Student accommodation launched in NottinghamNottingham is to receive a second exclusive student property, with Knight Knox International acting as the sales and marketing agent for the new development from Fortis Developments.

The city is becoming one of the most popular student destinations and many are looking for this sort of property investment project to capitalise on high demand.

Nottingham is currently home to over 55,000 students, but has a shortage of accommodation. This makes the market ripe for investment and Nottingham City Council has acknowledged the need for supply to match demand.

The city also has a lack of family housing, meaning that purpose-built developments for students are vital to ensure residential stock doesn't decrease further.
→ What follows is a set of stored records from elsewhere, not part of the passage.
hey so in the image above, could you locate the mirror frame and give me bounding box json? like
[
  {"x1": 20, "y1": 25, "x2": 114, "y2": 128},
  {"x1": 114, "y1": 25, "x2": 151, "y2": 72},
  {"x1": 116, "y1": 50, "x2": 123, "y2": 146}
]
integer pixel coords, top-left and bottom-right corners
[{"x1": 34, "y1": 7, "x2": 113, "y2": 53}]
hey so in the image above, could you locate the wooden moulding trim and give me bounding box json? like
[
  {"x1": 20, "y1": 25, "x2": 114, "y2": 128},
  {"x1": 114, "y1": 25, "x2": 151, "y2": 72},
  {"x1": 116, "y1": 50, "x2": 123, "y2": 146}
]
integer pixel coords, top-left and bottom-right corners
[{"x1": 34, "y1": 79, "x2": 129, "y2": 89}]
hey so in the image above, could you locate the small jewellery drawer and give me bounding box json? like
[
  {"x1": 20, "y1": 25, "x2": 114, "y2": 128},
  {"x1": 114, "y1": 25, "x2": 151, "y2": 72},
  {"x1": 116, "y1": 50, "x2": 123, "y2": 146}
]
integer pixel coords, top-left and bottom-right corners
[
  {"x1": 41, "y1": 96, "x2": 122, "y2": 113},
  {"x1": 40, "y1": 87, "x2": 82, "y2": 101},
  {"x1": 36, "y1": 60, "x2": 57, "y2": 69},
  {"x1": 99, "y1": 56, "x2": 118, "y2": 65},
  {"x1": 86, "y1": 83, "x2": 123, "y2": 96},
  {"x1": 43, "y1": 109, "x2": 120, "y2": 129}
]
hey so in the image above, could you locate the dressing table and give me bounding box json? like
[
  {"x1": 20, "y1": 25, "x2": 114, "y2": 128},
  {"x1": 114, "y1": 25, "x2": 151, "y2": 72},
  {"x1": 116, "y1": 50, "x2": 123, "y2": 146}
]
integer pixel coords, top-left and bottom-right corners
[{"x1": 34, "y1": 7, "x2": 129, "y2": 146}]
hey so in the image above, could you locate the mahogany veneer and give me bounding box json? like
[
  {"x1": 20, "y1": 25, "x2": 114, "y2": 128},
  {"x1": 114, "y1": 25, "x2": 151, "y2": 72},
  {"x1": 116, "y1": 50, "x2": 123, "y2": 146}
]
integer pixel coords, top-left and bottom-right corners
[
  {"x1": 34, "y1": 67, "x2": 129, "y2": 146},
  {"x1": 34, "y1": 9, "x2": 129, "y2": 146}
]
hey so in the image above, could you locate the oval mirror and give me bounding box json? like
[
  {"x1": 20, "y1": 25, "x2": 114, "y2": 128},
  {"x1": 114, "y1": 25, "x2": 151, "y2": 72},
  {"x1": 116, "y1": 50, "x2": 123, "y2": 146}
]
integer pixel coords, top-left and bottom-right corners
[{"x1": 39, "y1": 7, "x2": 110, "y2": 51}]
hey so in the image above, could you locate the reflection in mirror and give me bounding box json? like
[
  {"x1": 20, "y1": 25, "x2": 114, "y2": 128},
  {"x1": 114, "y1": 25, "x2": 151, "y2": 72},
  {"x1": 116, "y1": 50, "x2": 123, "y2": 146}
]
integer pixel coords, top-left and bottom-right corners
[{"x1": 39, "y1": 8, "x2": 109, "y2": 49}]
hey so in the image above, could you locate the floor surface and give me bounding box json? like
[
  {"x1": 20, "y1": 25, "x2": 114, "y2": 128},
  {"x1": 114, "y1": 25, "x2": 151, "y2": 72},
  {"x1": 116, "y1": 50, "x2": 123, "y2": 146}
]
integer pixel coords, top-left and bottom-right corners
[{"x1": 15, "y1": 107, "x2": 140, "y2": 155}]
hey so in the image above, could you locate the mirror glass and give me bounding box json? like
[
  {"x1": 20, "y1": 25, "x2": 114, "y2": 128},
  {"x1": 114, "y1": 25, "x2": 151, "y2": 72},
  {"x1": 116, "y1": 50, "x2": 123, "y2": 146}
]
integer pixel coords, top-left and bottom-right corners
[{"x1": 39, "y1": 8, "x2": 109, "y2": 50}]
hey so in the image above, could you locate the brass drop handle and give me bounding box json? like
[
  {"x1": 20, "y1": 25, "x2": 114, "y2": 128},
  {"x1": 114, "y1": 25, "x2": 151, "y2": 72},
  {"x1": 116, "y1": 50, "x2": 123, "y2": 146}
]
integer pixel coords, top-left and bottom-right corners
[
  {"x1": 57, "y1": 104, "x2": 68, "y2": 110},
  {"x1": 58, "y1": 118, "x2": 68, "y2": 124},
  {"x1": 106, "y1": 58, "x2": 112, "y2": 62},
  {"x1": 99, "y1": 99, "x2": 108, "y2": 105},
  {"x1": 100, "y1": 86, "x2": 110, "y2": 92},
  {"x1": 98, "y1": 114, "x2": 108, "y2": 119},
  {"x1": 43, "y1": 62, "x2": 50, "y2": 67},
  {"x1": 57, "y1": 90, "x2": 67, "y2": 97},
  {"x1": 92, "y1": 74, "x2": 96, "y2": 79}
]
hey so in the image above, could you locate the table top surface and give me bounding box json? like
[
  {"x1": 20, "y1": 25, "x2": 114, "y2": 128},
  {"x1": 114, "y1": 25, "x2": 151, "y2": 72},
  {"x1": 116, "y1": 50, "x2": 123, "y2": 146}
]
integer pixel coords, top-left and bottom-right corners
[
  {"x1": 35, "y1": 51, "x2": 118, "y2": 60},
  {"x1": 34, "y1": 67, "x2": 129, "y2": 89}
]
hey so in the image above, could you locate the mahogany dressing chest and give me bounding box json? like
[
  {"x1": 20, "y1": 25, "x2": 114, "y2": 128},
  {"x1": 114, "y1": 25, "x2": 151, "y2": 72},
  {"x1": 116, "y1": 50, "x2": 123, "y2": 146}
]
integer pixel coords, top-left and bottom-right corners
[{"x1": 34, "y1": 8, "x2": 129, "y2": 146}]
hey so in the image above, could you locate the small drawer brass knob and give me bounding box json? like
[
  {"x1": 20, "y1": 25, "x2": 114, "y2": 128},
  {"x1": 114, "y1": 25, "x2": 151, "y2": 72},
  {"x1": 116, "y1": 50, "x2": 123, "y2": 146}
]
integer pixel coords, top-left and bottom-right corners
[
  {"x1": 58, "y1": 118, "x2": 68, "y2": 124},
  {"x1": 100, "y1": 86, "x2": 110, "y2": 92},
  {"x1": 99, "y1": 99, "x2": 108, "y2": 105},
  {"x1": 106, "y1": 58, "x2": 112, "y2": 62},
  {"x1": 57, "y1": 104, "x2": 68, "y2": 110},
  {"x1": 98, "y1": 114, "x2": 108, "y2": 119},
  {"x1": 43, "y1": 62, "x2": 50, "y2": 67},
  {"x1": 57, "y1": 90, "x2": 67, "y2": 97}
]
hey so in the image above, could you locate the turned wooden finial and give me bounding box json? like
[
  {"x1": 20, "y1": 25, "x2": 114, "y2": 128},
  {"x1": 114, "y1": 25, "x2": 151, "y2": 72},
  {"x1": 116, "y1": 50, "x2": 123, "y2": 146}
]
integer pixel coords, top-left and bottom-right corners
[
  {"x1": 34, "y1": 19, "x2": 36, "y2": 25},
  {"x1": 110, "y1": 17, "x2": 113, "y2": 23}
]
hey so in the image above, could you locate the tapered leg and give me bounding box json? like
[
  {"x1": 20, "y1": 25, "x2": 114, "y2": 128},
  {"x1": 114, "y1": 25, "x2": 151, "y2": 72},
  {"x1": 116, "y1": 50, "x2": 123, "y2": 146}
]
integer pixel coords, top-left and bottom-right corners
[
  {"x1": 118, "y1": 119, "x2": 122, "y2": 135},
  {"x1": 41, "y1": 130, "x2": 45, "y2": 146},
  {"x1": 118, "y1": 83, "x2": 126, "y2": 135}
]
Knight Knox is hoping to provide the answer to this problem with its new project, which will join the successful Bard House from Fortis Developments.

"Working with experienced developers allows us to deliver high-quality projects in cities with large student populations, allowing our investors to be confident that there is a strong rental market for their unit(s)," Martin Copeland, sales director at Knight Knox International, says.

Known as Minerva House, the accommodation will be a 56-unit development and is expected to be in high demand upon completion.

Built over five floors, there will be 151 individual studios, offering three different investment options for different student budgets.

Tenants will be able to choose from standard, premium and deluxe packages, which will enable them to be a part of this unique community. A range of communal facilities such as a gymnasium and entertainment lounge will also be included in the property.

Minerva House will help Knight Knox build on its performance in 2012, when 11 new student developments were launched in the UK.

"The majority of the student properties we have on our books are between 70 [and] 90 per cent sold out, leading to the launch of new residences like Minerva House, which we are confident will prove equally as popular," Mr Copeland adds.